Module 5 Visualization Lab - Francisca Charles

# ------------------------------------------------------------
# PLOT 1: Higher income households spend more per shopping trip
# Uses: transactions_sample + demographics  (JOIN)
# Aggregation: basket-level then income-level summaries
# ------------------------------------------------------------

basket_df <- transactions_sample %>%
  inner_join(demographics, by = "household_id") %>%
  filter(!is.na(income)) %>%
  group_by(income, basket_id) %>%
  summarise(
    basket_sales = sum(sales_value, na.rm = TRUE),
    basket_quantity = sum(quantity, na.rm = TRUE),
    .groups = "drop"
  ) %>%
  group_by(income) %>%
  summarise(
    avg_sales = mean(basket_sales),
    avg_quantity = mean(basket_quantity),
    baskets = n(),
    .groups = "drop"
  ) %>%
  filter(baskets >= 50) %>%
  mutate(
    income = fct_relevel(
      income,
      "Under 15K", "15-24K", "25-34K", "35-49K",
      "50-74K", "75-99K", "100-124K",
      "125-149K", "150-174K", "175-199K",
      "200-249K", "250K+"
    )
  )

low  <- basket_df %>% slice_min(income, n = 1)
high <- basket_df %>% slice_max(income, n = 1)

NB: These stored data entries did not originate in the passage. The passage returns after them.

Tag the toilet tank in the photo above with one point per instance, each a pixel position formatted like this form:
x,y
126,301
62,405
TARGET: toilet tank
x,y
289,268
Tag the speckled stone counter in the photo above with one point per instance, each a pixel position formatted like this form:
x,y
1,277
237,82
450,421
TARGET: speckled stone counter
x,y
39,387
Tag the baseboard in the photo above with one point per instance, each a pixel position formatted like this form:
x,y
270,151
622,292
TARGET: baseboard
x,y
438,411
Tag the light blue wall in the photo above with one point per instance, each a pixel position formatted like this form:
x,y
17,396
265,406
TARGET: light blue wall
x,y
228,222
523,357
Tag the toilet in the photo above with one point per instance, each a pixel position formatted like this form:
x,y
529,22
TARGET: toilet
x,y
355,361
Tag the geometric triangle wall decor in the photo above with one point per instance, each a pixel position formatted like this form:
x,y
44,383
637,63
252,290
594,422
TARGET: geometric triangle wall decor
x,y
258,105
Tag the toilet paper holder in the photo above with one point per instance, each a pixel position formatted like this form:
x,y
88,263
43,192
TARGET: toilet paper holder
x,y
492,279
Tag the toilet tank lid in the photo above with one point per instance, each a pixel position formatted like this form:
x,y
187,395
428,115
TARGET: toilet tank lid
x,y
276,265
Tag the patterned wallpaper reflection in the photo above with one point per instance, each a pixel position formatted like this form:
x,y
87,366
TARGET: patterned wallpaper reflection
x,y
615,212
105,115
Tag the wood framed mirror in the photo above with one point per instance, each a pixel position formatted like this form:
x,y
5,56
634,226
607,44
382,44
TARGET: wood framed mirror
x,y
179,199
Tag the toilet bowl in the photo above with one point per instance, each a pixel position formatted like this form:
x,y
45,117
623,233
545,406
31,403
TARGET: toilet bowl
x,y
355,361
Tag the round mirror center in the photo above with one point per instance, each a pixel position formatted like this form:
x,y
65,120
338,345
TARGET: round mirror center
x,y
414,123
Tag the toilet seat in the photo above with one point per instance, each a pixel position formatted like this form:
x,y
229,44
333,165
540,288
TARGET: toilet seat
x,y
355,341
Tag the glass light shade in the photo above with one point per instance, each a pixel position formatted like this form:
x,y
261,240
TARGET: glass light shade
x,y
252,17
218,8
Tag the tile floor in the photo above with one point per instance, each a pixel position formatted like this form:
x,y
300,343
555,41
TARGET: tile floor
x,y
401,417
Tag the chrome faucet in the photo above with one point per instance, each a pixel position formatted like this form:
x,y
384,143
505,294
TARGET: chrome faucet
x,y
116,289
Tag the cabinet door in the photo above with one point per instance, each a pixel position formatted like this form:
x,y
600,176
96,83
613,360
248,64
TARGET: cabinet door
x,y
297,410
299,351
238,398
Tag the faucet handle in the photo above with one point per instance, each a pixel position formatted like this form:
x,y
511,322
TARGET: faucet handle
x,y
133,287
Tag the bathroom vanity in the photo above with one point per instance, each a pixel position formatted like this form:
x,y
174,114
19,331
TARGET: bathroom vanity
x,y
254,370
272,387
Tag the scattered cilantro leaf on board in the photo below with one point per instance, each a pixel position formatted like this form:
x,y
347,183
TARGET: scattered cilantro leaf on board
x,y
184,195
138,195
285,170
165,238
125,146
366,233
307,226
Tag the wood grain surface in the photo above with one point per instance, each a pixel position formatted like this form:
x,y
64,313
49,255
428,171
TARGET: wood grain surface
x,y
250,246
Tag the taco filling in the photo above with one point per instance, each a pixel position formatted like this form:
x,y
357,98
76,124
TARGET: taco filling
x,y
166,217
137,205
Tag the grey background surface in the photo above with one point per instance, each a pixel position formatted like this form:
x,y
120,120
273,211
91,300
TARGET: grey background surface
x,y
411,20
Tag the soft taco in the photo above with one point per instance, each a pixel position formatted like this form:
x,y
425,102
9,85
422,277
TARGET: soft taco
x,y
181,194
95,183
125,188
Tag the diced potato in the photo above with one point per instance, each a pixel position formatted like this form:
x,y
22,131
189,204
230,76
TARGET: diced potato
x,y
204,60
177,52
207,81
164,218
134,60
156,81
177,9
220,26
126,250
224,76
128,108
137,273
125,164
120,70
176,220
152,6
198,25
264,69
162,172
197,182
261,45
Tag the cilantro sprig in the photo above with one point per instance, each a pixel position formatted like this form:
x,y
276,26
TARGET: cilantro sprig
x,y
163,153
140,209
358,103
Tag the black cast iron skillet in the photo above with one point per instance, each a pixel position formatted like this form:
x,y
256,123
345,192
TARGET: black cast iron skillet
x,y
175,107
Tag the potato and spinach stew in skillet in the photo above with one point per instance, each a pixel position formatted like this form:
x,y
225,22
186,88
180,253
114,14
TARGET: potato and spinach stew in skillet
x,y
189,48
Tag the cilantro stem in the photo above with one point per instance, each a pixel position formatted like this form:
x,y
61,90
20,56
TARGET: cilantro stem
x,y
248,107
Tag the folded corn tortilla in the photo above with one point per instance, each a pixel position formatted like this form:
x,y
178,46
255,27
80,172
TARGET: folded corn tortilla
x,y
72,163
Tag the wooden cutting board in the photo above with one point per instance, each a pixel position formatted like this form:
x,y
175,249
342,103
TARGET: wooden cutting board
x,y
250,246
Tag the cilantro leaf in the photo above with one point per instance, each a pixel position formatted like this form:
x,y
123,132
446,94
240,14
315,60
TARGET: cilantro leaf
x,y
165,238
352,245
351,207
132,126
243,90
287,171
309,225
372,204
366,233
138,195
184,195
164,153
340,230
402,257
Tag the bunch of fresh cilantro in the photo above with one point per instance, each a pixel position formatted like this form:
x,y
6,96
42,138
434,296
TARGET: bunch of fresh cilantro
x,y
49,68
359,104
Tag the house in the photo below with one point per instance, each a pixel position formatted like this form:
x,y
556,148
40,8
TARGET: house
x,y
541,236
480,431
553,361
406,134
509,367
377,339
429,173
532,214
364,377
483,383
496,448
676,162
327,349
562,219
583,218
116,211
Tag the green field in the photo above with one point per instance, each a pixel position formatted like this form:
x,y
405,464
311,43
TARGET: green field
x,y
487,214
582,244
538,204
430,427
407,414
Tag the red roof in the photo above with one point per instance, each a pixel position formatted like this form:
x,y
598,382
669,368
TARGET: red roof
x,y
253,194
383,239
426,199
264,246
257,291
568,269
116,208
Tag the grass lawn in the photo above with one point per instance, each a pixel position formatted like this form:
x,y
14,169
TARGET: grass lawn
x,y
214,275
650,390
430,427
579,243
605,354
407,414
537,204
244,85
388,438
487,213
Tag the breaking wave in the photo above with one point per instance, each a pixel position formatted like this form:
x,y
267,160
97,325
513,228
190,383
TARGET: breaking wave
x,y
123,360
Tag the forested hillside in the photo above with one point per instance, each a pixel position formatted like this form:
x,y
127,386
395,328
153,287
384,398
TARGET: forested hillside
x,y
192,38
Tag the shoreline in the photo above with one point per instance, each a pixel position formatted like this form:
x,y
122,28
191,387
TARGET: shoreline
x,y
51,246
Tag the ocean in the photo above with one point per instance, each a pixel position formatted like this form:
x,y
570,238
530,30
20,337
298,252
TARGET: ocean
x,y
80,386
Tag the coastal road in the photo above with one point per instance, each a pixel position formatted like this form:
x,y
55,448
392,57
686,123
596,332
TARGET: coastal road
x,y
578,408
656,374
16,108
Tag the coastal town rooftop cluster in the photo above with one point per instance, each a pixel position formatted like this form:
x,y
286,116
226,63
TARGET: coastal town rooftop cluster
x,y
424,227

difference <- round(high$avg_sales - low$avg_sales, 2)
percent_lift <- round((high$avg_sales - low$avg_sales) / low$avg_sales * 100, 1)

ggplot(basket_df, aes(x = income, y = avg_sales, group = 1)) +
  geom_col(fill = "steelblue") +
  geom_line(color = "black", linewidth = 1) +
  geom_point(size = 3) +
  scale_y_continuous(labels = dollar_format()) +
  labs(
    title = "Higher income households spend more per shopping trip",
    subtitle = paste0(
      "Average basket sales increase by $", difference,
      " (", percent_lift, "%) from lowest to highest income segment"
    ),
    x = "Household income segment",
    y = "Average basket sales ($)"
  ) +
  theme_minimal(base_size = 12) +
  theme(axis.text.x = element_text(angle = 25, hjust = 1))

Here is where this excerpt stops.